What is cardiomyopathy? What are the main symptoms and manifestations of cardiomyopathy?

What is cardiomyopathy? What are the main symptoms and manifestations of cardiomyopathy?

Cardiomyopathy is a myocardial disease of unknown cause, which does not include specific cardiomyopathy with clear etiology or secondary to systemic disease. So what are the symptoms of cardiomyopathy?

Main symptoms

① Dyspnea often occurs after exertion. It is caused by decreased left ventricular compliance, increased end-diastolic pressure, and subsequent increased pulmonary venous pressure, resulting in pulmonary congestion. Mitral regurgitation associated with ventricular septal hypertrophy can aggravate pulmonary congestion.

② Precordial pain, which often occurs after fatigue and is similar to angina pectoris, but may be atypical. It is caused by increased oxygen demand of the hypertrophic myocardium and relatively insufficient blood supply to the coronary arteries.

③ Fatigue, dizziness and fainting often occur during activities. This is due to the increased heart rate, which further shortens the diastolic period of the left ventricle, which already has poor diastolic filling, aggravating the inadequate filling and reducing cardiac output. When active or emotionally excited, the sympathetic nerves increase the contraction of the hypertrophic myocardium, aggravate the outflow tract obstruction, and cause a sudden drop in cardiac output, resulting in symptoms.
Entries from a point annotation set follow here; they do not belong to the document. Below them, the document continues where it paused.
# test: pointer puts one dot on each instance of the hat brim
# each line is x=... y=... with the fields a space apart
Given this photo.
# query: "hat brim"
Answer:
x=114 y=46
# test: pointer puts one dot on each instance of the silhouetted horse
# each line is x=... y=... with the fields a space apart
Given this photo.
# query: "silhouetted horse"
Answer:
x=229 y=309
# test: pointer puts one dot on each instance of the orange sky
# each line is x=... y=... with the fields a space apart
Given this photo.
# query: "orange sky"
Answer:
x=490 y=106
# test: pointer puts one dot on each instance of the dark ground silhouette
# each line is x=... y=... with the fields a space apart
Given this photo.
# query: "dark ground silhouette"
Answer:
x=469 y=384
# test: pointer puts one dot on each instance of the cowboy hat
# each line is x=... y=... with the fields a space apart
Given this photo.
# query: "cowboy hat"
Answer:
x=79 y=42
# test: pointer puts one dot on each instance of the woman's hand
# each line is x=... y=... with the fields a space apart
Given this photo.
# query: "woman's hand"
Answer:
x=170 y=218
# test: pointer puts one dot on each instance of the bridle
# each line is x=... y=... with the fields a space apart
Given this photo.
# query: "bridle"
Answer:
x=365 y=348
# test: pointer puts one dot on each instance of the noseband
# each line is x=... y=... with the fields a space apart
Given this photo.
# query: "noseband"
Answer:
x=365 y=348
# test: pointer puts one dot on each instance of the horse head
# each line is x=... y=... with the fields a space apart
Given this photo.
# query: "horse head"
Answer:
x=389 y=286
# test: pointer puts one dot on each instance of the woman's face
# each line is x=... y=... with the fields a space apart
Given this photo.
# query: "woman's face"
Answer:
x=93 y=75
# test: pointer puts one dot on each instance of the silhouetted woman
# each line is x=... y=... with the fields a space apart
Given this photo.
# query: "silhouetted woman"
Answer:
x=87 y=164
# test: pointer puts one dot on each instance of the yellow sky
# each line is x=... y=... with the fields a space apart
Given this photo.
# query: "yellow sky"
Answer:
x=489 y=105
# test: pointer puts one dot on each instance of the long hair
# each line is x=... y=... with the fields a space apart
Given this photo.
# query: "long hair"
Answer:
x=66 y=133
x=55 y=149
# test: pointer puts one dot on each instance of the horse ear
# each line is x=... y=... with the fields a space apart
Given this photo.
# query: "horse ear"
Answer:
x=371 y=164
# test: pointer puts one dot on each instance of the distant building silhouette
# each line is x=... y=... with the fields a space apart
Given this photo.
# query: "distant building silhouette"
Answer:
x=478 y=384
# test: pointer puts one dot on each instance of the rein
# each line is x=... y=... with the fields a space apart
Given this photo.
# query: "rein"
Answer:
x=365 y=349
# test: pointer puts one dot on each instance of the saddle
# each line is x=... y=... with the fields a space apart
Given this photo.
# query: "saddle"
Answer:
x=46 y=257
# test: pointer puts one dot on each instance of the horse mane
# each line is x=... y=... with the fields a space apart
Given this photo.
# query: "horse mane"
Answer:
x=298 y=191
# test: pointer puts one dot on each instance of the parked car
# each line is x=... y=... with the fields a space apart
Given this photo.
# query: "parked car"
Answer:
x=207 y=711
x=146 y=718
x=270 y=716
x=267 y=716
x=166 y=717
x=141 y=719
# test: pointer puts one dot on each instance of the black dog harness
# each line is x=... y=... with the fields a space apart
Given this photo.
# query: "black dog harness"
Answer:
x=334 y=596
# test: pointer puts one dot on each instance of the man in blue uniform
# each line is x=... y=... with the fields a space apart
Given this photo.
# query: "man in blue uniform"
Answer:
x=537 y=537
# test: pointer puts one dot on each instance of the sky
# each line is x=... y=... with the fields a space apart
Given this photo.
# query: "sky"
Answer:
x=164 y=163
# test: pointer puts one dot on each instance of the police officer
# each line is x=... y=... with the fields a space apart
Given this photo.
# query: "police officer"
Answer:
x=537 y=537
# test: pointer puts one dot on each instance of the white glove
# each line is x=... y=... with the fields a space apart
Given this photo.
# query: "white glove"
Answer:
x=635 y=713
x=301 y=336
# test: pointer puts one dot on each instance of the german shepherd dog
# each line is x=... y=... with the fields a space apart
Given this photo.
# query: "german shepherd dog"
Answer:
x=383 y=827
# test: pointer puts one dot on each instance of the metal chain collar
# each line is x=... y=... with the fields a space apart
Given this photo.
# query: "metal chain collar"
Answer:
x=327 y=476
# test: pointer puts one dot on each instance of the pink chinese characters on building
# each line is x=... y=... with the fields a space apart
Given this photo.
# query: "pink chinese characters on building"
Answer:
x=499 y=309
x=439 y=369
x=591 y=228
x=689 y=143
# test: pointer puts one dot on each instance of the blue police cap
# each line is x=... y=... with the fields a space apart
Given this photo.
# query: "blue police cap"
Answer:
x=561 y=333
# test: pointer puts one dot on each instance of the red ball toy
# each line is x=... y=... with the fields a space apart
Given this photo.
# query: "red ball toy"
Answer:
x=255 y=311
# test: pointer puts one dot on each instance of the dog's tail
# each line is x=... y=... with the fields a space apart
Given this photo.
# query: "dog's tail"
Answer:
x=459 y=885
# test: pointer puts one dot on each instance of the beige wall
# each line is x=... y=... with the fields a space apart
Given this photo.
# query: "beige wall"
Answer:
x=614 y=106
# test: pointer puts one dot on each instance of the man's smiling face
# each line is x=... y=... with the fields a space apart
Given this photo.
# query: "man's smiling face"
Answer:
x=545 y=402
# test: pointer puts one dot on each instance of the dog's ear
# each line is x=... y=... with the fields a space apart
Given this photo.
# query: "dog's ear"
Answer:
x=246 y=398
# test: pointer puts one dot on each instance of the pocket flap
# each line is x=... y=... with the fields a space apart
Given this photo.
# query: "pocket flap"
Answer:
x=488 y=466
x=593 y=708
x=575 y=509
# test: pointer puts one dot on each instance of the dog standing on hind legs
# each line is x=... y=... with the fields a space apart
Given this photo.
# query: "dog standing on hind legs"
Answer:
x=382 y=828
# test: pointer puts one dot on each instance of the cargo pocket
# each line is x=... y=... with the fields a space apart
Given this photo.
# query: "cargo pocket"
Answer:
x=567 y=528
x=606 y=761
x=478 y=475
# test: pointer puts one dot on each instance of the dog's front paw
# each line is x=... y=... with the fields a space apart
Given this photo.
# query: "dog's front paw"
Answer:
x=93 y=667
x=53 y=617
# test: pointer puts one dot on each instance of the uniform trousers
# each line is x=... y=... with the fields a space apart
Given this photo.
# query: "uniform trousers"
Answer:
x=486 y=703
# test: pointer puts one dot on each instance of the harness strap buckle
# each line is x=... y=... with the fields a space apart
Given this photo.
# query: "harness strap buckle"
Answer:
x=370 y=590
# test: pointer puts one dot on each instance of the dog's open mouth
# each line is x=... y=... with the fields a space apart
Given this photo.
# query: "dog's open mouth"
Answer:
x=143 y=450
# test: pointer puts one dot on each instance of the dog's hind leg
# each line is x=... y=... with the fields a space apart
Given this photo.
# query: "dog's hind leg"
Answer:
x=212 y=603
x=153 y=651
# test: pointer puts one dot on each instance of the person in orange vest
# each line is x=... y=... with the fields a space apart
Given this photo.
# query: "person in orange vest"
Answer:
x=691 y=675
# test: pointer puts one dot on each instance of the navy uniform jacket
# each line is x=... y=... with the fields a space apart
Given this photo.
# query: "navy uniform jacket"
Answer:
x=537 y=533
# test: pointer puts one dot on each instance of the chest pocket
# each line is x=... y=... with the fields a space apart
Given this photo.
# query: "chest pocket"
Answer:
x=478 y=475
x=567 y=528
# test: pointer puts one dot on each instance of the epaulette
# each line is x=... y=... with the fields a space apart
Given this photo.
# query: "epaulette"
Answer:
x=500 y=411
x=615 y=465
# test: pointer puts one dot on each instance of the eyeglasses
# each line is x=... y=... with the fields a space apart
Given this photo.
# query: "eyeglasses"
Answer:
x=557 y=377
④ Palpitations due to decreased heart function or arrhythmia.

⑤ Heart failure is more common in late-stage patients. Due to decreased myocardial compliance, the ventricular end-diastolic pressure increases significantly, followed by increased atrial pressure, and is often accompanied by atrial fibrillation.

Common signs

①The boundary of cardiac dullness expands to the left. The apex beat is displaced to the lower left, with a lifting impulse. Or there may be an apical doublet, a beat produced when the atria eject blood into the less compliant ventricles and is touched before the apical beat.

② A mid-systolic or late-systolic ejection murmur can be heard on the inner side of the apex at the lower left edge of the sternum. It propagates toward the apex rather than the base of the heart and may be accompanied by systolic tremor, which is seen in patients with ventricular outflow tract obstruction. Any measures that increase myocardial contractility or reduce cardiac load, such as digitalis, isoproterenol (2 μg per minute), amyl nitrite, nitroglycerin, Valsalva maneuver, after physical labor or premature beats, can enhance the murmur; any measures that weaken myocardial contractility or increase cardiac load, such as vasoconstrictors, beta-blockers, squatting, and clenching fists, can weaken the murmur. In about half of patients, a murmur of mitral regurgitation can also be heard.

③The second sound may be abnormally split, which is caused by obstruction of left ventricular blood ejection and delayed closure of the aortic valve. The third tone is common in patients with mitral regurgitation.

"ECG manifestations"

①ST-T changes are seen in more than 80% of patients. Most of them have normal coronary arteries. A few patients with localized myocardial hypertrophy in the apical area have huge inverted T waves due to abnormal coronary arteries.

②Signs of left ventricular hypertrophy are seen in 60% of patients, and their presence is related to the degree and location of myocardial hypertrophy.

③The presence of abnormal Q waves. The deep but not broad Q waves in leads V3, V5, aVL, and I reflect asymmetric ventricular septal hypertrophy and should not be mistaken for myocardial infarction. Sometimes Q waves may also be present in leads II, III, aVF, V1, and V2. Their occurrence may be caused by irregular and delayed conduction of impulses in the subendocardial and intramural myocardium after left ventricular hypertrophy.

④ Abnormal left atrial waveform may be seen in 1/4 of patients.

⑤Some patients have concurrent preexcitation syndrome.

"Echocardiographic findings:"

① Asymmetric ventricular septal hypertrophy, the ratio of the ventricular septum thickness to the left ventricular posterior wall thickness is greater than 1.3:1. This sign was given more attention in the past, but now it is found that it can also be seen in other diseases such as hypertension and aortic valve stenosis. It is more useful to measure the degree of left ventricular thickening using a two-dimensional method.

②The anterior leaflet of the mitral valve moves forward during systole.

③The left ventricular cavity is reduced and the outflow tract is narrowed.

④Left ventricular diastolic dysfunction, including decreased compliance, prolonged rapid filling time, and prolonged isovolumetric relaxation time. The use of Doppler technology can help understand the origin of the murmur and calculate the pressure difference before and after the obstruction.